D. Tines, P. Jaroussky, N. Kimball-Mentzos
(© Elisa Haberer/Opéra national de Paris)



Bien que la partition d’Only the Sound Remains «...rappelle aussi par son ambivalence la musique de cour médiévale, et notamment les chansons de troubadours...», Kaija Saariaho n’entend pas renouer avec les vapeurs debussystes de son premier opéra L’Amour de loin (2000, livret d’Amin Malouf), centré sur les amours contrariées de Jaufré Rudel. Place à présent au théâtre nô revu et corrigé par Ezra Pound – d’après les travaux d’Ernest Fenellosa – et à un effectif chambriste inédit puisque, dans la fosse, officient un quatuor à cordes, un quatuor vocal, des percussions, une flûte et un kantele, instrument traditionnel finlandais à cordes pincées qui n’est pas sans évoquer le biwa cher au TōruTakemitsu de November Steps.


Le diptyque réunit deux pièces de Zeami: Tsunemasa conte l’apparition du spectre éponyme, «tourmenté par des visions du combat où il est tombé», au prêtre Gyokei venu célébrer sa mémoire. Dans Hagoromo, l’esprit lunaire veille sur une robe de plumes dont un pêcheur voudrait s’emparer, la fable opposant «la pesanteur» du second à «la grâce» du premier (suggérée par une danseuse) – pour reprendre l’antagonisme cher à Simone Weil.
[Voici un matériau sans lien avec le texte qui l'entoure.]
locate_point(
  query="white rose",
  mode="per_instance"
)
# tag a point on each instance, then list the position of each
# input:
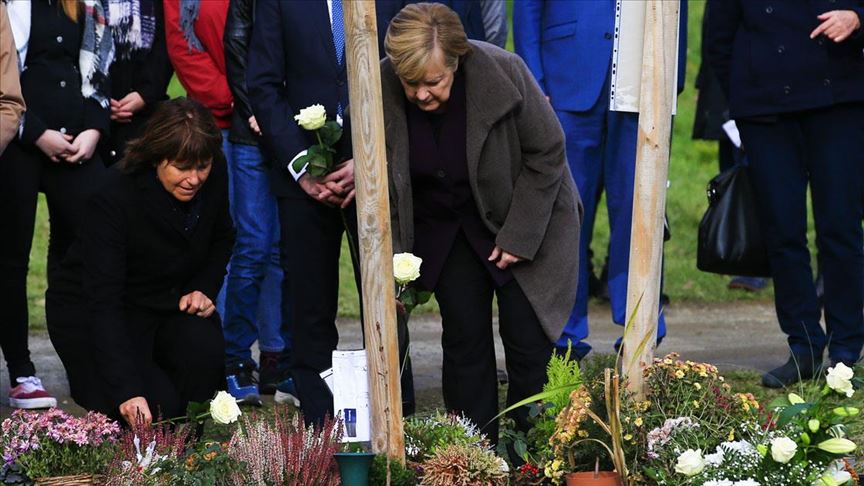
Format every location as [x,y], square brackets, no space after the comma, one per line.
[690,462]
[839,379]
[224,409]
[406,267]
[312,118]
[783,449]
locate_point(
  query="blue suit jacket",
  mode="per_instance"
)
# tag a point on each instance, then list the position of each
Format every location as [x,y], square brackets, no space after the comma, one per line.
[568,47]
[766,62]
[292,65]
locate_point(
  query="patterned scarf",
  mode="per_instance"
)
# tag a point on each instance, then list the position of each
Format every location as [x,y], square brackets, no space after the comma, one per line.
[97,52]
[188,16]
[133,25]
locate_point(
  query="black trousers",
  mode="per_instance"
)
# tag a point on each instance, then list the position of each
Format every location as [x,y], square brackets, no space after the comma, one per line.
[311,244]
[24,172]
[180,358]
[822,149]
[464,292]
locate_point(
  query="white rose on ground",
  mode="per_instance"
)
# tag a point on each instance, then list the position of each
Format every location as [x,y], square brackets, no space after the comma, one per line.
[224,409]
[839,379]
[783,449]
[690,462]
[406,267]
[312,118]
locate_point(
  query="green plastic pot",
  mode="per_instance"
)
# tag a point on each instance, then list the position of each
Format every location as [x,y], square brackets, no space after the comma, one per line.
[354,467]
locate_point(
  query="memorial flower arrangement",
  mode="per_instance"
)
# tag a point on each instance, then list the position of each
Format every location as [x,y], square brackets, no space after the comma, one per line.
[54,443]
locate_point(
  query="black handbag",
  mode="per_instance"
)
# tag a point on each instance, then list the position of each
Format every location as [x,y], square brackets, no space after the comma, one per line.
[730,241]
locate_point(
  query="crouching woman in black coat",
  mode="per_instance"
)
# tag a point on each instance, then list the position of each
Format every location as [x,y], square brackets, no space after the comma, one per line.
[132,316]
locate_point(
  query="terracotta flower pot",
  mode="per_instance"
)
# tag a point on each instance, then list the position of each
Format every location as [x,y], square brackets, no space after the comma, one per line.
[590,478]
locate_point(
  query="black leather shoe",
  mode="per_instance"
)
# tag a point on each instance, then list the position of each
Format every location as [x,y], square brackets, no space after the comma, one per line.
[797,368]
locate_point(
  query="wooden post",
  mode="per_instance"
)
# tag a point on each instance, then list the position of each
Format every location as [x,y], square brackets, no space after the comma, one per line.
[656,97]
[373,225]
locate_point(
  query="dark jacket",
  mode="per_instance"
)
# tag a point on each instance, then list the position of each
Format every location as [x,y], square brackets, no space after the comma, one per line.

Pour ses débuts à l’Opéra de Paris, Philippe Jaroussky bénéficie d’une partition sur mesure: la voix (sonorisée), enveloppée des tulles argentés de l’électronique, des transitoires spectrales et autres diaprures scintillantes dispensées par l’instrumentarium, s’accommode sans coup férir des volumes homogènes du Palais Garnier. L’on sait cependant gré à Kaija Saariaho, à tout le moins dans la première partie, d’avoir conjuré l’aspect trop évanescent propre au contre-ténor en sollicitant les tessitures grave et medium, enlacées à plaisir à celles, capiteuses, du baryton-basse de Davone Tines, bonze séduisant en diable. On songe à quelque duetto da camera baroques. Il n’est pas jusqu’à l’accompagnement riche en cordes pincées qui n’évoque la basse continue. Nos deux artistes s’acquittent de leur partie avec une maestria qui porte l’émotion, même s’ils semblent parfois encombrés plus que portés par la direction d’acteur de Peter Sellars qui nous recycle sans barguigner son art du mime qu’on a pu apprécier ailleurs chez une Dawn Upshaw. Il n’empêche que «la confusion des sentiments» à l’œuvre dans Tsunemasa – ce baiser consenti entre l’homme et l’esprit – est habilement ménagée, les jeux de lumières distillés avec art. La direction d’Ernest Martínez Izquierdo veille à équilibrer les différents pupitres. Une mise en place au cordeau, où brille un Théâtre des voix fascinant d’imbrications timbriques.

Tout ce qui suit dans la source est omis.